In the journal account, Rose became a model for Wheeler’s work, and the two spent a lot of time together. Suspecting the worst, Mad Dan concocted a potion that turns people instantly to stone. The recipe for the potion is conveniently derived from the Book of Eibon, and there is some backstory about Mad Dan being a descendent of a long line of occultists and necromancers. The mish mash of Cthulhu Mythos terminology with weird biochemistry marks this effort as a transitional work, a halfway point between weird fiction and what we might recognize as science fiction.
At one point, Mad Dan locks Rose in the attic and attempts to get her to drink the potion, (Wheeler had already been tricked into imbibing the evil drink, quickly becoming much like his statuary, though exhibiting much greater detail.) Here are two passages from Mad Dan’s diary, after he “took a whip to her and drove her up in the attic”:
“March 9—It’s damn peculiar how slow that stuff is in getting hold of Rose. I’ll have to make it stronger—probably she’ll never taste it with all the salt I’ve been feeding her. Well, if it doesn’t get her there are plenty of other ways to fall back on. But I would like to carry this neat statue plan through!..I sometimes hear Rose’s steps on the ceiling overhead, and I think they’re getting more and more dragging. The stuff is certainly working, but it’s too slow. Not strong enough.
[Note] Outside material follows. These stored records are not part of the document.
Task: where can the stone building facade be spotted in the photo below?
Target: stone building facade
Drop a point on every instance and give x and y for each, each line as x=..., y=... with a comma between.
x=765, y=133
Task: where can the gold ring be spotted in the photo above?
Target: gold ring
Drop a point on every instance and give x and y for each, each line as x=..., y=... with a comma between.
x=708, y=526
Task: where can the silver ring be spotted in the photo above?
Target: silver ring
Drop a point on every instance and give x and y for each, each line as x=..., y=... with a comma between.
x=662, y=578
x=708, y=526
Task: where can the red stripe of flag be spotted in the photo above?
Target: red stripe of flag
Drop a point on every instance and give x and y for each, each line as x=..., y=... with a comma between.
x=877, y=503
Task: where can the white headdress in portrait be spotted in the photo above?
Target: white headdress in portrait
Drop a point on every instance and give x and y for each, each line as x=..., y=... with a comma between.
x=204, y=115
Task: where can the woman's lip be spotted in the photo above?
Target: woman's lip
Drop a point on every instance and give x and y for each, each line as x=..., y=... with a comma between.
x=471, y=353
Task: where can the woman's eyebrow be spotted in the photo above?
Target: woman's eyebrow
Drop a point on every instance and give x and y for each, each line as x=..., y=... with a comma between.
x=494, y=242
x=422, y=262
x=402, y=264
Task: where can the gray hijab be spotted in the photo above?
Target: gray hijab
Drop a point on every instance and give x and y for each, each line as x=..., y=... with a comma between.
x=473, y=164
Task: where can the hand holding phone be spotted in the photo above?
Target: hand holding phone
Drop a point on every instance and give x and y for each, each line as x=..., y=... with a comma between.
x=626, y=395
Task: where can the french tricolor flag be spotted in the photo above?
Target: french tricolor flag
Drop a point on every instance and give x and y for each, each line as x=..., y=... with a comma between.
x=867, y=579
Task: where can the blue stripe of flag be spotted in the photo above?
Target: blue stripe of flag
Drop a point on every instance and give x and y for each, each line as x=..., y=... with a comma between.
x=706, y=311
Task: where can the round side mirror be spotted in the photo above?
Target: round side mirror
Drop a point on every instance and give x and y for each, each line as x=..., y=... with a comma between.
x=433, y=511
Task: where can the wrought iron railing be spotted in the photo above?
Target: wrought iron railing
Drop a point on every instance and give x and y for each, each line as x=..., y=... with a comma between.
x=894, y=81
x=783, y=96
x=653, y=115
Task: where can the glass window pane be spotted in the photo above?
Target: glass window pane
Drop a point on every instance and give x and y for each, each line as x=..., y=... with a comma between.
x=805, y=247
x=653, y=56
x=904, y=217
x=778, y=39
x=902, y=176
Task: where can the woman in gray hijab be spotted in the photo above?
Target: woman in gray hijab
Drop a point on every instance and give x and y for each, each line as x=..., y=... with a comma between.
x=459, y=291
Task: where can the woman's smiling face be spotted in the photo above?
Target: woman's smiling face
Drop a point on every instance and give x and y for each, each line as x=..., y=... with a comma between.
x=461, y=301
From now on I’ll rapidly stiffen the dose.”
“March 11—It is very queer. She is alive and moving. Tuesday night I heard her piggling with a window, so went up and gave her a rawhiding. She acts more sullen than frightened, and her eyes look swollen. But she could never drop to the ground from that height, and there’s nowhere she could climb down…Sometimes I think she works at the lock on the door.”
Lovecraft was a fan of Friedrich Nietzsche, whom S.T. Joshi identifies as an important influence on the author’s philosophy and world view. But the most obvious influence here is Nietzsche’s infamous aphorism about relationships with women: “Thou goest to women? Do not forget thy whip!” and perhaps also “In revenge and in love, woman is more barbarous than man.”
Incredibly, the journal begins with the villain’s gleeful and deranged contributions, but finishes with a lengthy statement written by his would be victim Rose, who has contrived to vanquish her madly jealous husband using his own device. She then commits suicide herself. (Which also seems vaguely like something out of Greek tragedy.)
Though an actual person, Lovecraft’s collaborator Hazel Heald might as well have been a pseudonym. This is probably the case for many of the joint efforts considered to be Lovecraft’s “primary revisions” of work by others. S.T. Joshi believes that all five of the stories Lovecraft revised for Heald “were based on mere synopses and were written by Lovecraft almost entirely on his own.”
Joshi feels that the weaknesses in The Man of Stone are a result of Lovecraft being constrained by a scenario he would never have chosen for one of his own stories. This seems generous. In my view, Lovecraft’s various collaborations suggest an effort to expand beyond his typical material, experiment with edgier subjects, and develop new markets while under financial duress.
The majority of these primary revisions were completed in the late 1920s through the middle 1930s—an economically difficult time for pulp writers. Not only did Lovecraft struggle unsuccessfully to adapt to the growing taste for science fiction and “spicy horror”, he apparently concealed some of these efforts as revisions that were published by less gifted writers.